JACKSONVILLE, Fla. — Catholic Charities is one step closer to resettling 35 Ukrainian refugees in Jacksonville. Organizers are expecting families in the coming weeks, but they could come as soon as tomorrow.
“It’s a constant running back and forth to make sure we have it all,” volunteer Joan Altes said.
Action News Jax was with Altes as she sorted through donations at Catholic Charities’ warehouse Tuesday.
“I like it when they match,” Altes added as she placed a pile of neatly folded hand towels on a shelf.
“This will be bathroom number one, and bathroom number two,” she said.
So far, more than 2.5 million people have fled Ukraine since the Russian invasion. According to Catholic Charities, the U.S. can take up to 125,000 refugees in the fiscal year 2022 — that number is separate from the 76,000 Afghan refugees who resettled last year.
In Jacksonville, Catholic Charities can serve up to 150 refugees in addition to those from Afghanistan.

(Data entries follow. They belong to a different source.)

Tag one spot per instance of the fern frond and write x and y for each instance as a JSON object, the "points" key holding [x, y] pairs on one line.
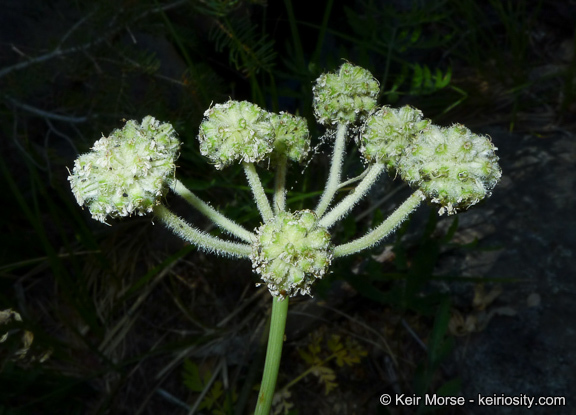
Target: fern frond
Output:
{"points": [[249, 50]]}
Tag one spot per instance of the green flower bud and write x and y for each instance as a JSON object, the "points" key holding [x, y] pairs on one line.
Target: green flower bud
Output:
{"points": [[236, 131], [346, 96], [291, 136], [128, 172], [388, 132], [452, 166], [291, 252]]}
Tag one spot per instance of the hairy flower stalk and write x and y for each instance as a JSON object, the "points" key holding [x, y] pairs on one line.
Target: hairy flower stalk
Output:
{"points": [[131, 171]]}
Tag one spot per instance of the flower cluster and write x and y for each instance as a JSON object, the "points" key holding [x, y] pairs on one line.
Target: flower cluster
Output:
{"points": [[291, 252], [387, 132], [128, 172], [346, 96], [452, 166], [239, 131]]}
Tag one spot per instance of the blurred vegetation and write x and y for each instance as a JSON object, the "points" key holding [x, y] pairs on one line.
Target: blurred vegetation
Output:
{"points": [[112, 316]]}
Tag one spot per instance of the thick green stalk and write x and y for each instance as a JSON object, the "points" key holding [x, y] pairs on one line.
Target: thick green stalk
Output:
{"points": [[258, 191], [384, 229], [333, 182], [201, 239], [349, 201], [212, 214], [273, 355], [280, 185]]}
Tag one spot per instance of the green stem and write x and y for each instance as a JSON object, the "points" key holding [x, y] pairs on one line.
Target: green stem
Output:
{"points": [[201, 239], [273, 355], [280, 185], [212, 214], [384, 229], [258, 191], [335, 171], [349, 201]]}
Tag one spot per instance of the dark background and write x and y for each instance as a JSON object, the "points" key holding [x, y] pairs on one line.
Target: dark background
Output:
{"points": [[128, 319]]}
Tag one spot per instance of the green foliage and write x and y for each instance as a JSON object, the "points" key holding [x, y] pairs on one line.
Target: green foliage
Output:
{"points": [[320, 351], [250, 50]]}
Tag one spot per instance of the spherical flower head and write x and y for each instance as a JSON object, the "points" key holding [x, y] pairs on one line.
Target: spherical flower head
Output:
{"points": [[387, 132], [291, 252], [128, 172], [345, 97], [291, 136], [453, 167], [236, 132]]}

“We’re blessed to have a beautiful amount of donations that have come in over the past year to help with our Afghan crisis to support any of the Afghan families that have come in, but now we’re pivoting to continue to do that, but also are welcoming the Ukrainians that are coming here to resettle,” Senior Director of Development Nicola Barnack said.
She says Catholic Charities needs more donations and volunteers to help set up homes.
The stock in the warehouse may look like a lot, but after resettling just a few families, shelves will be bare.
Items that are still really needed are twin-sized bedding, bath mats and towels, and everyday items like alarm clocks and light bulbs.
To Altes, giving the Ukrainian refugees a home when they get to Jacksonville is invaluable.
“They’re going to live here,” she said. “We want to welcome them and have a beautiful place.”
Barnack says Lutheran Social Services, the other agency in town that resettles refugees, is set to take in close to the same number of refugees as Catholic Charities.
You can drop off donations at Catholic Charities’ — warehouse which is located in a church — on Mondays, Tuesdays, and Thursdays from 9 a.m. to 11 a.m. at 134 E. Church St.
President Joe Biden has talked about welcoming refugees from Ukraine “with open arms”. Immigration policy experts tell CBS News it’s likely the U.S. won’t take in large numbers of Ukrainian refugees in the near future.